Assembling and disassembling

Disassembler (Disasm()) is the main part of the OllyDbg, and one of the most complex. Disassembler not only converts binary code to the human-readable mnemonics, it also highlights and comments command and arguments, creates structured hexadecimal dump, determines types of operands and calculates their values, and even predicts results of some frequently used integer commands.

Of course, there is a tradeoff between the amount of information and the execution time.
OllyDbg disasssembler is relatively fast, it takes 0.2 .. 0.3 microseconds on a 3-GHz Athlon to determine command length and extract the basic information. If you request mnemonics, dump and comments, it may take more than 1 microsecond to produce results. There is a special stripped-down version, Cmdinfo(), that is even faster - typically 0.15 microseconds or less.

Two routines, Disassembleforward() and Disassembleback() allow you to walk executable code forward abd back by a specified number of commands. Whereas the first is rather straightforward, walking code back requires either preliminary code analysis or a lot of heuristics. Therefore 
Disassembleback() may sporadically produce false results.

Assembler shares code table with Disasm(). This means that any disassemled command can be assembled back (maybe to the different binary code, see below). Assembleallforms() supports two code generation styles: precise (command can be executed) and imprecise (used by search routines). Many 80x86 operations have more than one possible binary encoding. For example, MOV EAX,[DWORD EBX] has sixteen different forms:

   8B03            - the simplest form
   8B43 00         - form without SIB with 1-byte zero displacement
   8B83 00000000   - form without SIB with 4-byte displacement
   8B0423          - form with SIB byte without scaled index
   8B0463          - same
   8B04A3          - same
   8B04E3          - same
   8B4423 00       - SIB byte, 1-byte displacement, no index
   8B4463 00       - same
   8B44A3 00       - same
   8B44E3 00       - same
   8B8423 00000000 - SIB byte, 4-byte displacement, no index
   8B8463 00000000 - same
   8B84A3 00000000 - same
   8B84E3 00000000 - same
   8B041D 00000000 - SIB byte, 4-byte displacement, scale 1, no base

Assembler allows you to create all these encodings.
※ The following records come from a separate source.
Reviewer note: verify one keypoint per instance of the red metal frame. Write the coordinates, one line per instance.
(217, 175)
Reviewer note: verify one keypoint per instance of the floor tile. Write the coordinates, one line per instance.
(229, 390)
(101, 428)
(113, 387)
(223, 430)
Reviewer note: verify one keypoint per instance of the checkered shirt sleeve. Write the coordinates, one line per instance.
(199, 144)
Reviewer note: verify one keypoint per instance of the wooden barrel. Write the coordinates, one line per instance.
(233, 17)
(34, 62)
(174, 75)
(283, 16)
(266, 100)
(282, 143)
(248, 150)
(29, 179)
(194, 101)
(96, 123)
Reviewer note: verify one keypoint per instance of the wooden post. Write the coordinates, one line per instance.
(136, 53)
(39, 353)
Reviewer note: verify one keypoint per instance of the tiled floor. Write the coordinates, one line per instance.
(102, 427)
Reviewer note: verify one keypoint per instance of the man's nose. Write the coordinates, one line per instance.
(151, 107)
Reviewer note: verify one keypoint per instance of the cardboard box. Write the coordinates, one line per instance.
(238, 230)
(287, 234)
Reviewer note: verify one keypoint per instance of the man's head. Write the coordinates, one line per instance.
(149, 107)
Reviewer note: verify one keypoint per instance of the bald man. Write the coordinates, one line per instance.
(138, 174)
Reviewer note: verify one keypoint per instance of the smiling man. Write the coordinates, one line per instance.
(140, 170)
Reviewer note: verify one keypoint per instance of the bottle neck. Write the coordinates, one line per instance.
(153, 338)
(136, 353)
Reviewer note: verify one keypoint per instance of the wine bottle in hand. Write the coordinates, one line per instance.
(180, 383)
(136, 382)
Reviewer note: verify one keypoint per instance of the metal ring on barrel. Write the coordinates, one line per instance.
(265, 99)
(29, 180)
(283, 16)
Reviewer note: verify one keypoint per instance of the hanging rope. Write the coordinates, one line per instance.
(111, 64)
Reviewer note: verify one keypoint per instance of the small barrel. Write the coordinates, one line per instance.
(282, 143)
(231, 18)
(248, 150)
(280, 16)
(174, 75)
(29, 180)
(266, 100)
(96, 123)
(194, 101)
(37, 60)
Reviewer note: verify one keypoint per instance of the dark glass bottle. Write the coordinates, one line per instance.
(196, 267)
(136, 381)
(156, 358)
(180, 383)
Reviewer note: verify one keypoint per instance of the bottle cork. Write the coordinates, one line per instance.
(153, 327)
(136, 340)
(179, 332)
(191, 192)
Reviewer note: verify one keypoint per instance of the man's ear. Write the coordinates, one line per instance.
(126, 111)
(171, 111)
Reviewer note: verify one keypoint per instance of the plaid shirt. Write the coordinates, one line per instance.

In the imprecise mode, you even can specify 
MOV ANY,ANY, and Assembler will return the list of models that match any possible MOV command. If all you need is the working command, Assemble() will automatically select the shortest form.

Ndisasm() is a disassembler for the Common Intermediate Language (.NET) commands. It is as yet very rudimentary.


Imprecise commands

When searching for command or sequence of commands, you can specify imprecise Assembler patterns that match many different instructions. For example, MOV EAX,ANY will match MOV EAX,ECX; MOV EAX,12345; MOV EAX,[FS:0] and many other commands.

Imprecise patterns use following keywords:

Keyword Matches
R8 Any 8-bit register (AL,BL, CL, DL, AH, BH, CH, DH)
R16 Any 16-bit register (AX, BX, CX, DX, SP, BP, SI, DI)
R32 Any 32-bit register (EAX, EBX, ECX, EDX, ESP, EBP, ESI, EDI)
SEG Any segment register (ES, CS, SS, DS, FS, GS)
FPUREG Any FPU register (ST0..ST7)
MMXREG Any MMX register (MM0..MM7)
SSEREG Any SSE register (XMM0..XMM7)
CRREG Any control register (CR0..CR7)
DRREG Any debug register (DR0..DR7)
CONST Any constant
ANY Any register, constant or memory operand

You can freely combine these keywords in memory addresses, like in the following examples:

Memory address Matches
[CONST] Any fixed memory location, like [400000]
[R32] Memory locations with address residing in register, like [ESI]
[R32+1000] Sum of any 32-bit register and constant 1000, like [EBP+1000]
[R32+CONST] Sum of any 32-bit register and any offset, like [EAX-4] or [EBP+8]
[ANY] Any memory operand, like [ESI] or [FS:EAX*8+ESI+1234]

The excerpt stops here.